It's a time-consuming process, but it isn't difficult. You'll need a tube of high-temp waterproof marine grease... I get the stuff from Yamaha to be sure it's the right stuff. You can redo your clutch three times with one tube, which costs about $7.
Remove the primary clutch and put it on a workbench. remove the philips screws holding the "lid" (for lack of a better term) on. There are seven screws I think.
Carefully pry the lid off, taking care not to damage the big rubber O-ring that helps seal it in place.
With the lid off you'll see a bunch of grease, probably a lot of dirt and dust, and eight round things.
Remove the round things (rollers) and set them aside, on a paper towl or something. Remove the small U-shaped spacers and sliders (I think there are two of each) and also set aside. Remove that O-ring if you haven't already.
Basically you want everything out of the clutch.
Now start wiping all of the grease and crap out using paper towels. When you've gotten as much as you can, soak the clutch in a bucket of gasoline for several hours. It's probably best to check back every 30-60 min and continue cleaning it all out. When I do this, I like to have the clutch completely clean and not leave any built-up grease or dirt behind. This takes patience and time.
You want to do the same thing to the rollers and sliders. However, the rollers have a plastic sleeve and the gasoline may damage them so I don't soak them; I wipe them off and use Simple Green or another gentle solvent on them.

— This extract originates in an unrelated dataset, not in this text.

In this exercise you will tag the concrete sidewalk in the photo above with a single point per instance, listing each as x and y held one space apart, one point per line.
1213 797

Once it's all clean and dry, I generally put approx one tablespoon of grease in each of the eight "slots" where the rollers sit. Then I put the rollers back in. Then I put the sliders/spacers back in, and the o-ring back on.
Next I put the lid back on and put the screws back in.
Assuming I haven't missed anything, that's it. Note that you need to be sure that the rollers stay in place when you pick the clutch up and put it back on the quad. Also be VERY sure that you get the clutch well seated on the splines of the input shaft or you're in for an expensive surprise (don't ask me how I know this).